How can we possibly maintain a sense of inner peace if we are too busy “being triggered” all of the time?

Many people talk a good game but they are, in actuality, unwilling to give up all that is familiar to them (complaining, gossiping, anger, resentment, blaming, self-pity, etc.). They have been doing it their entire life – they grew up watching the adults around them do it – therefore it has become natural for them. It feels familiar. To them, the other way around is too boring, uncomfortable, or just plain “unrealistic”.

But nothing will change how we want it to until we perceive our natural tendencies as unnatural; purely on the basis of negative habit formation. Monkey see monkey do.

And why is a trigger even labeled as “bad” anyway? When did that start and why did everyone mindlessly decide to follow suit? All this does is perpetuate the hatred we have toward ourselves and others all while blocking our ability to raise our level of consciousness; thus preventing positive change from entering our lives. All this does is reinforce the misconception that we are all separate from one another. Which, in turn, creates a competitive atmosphere as if we are all against each other.

This is not how it works.

We were taught wrong.

Shadow work in itself is not easy because it’s not always so obvious to us what it is that we need to work on. A trigger is helpful to us because it sheds light onto something within us that requires our attention; something that we might not have been previously aware of.

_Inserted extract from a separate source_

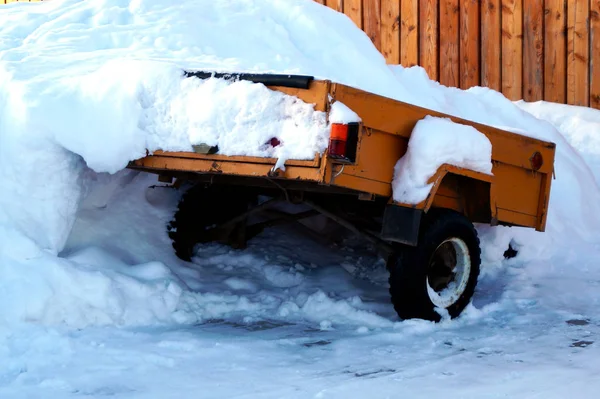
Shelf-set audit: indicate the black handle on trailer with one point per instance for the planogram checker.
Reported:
(295, 81)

The moment we feel triggered – instead of reacting automatically – we should pause and take a step back from the external situation before us. And instead of allowing it to ignite those all too natural and familiar feelings (hurt, discomfort, anger, hatred, sadness, resentment, and self-pity), we should instead utilize this time to engage in introspection.

This is when we start to question things. This is when we learn more about ourselves. This is when we begin to heal. This is when we decide who or what has control over our own emotional state of being. And, eventually, this is when our so-called “triggers” become nothing but a distant memory when you look back one day on how much you and your life have changed for the better.

There is just so much to say. I will continue later. Thank you for reading.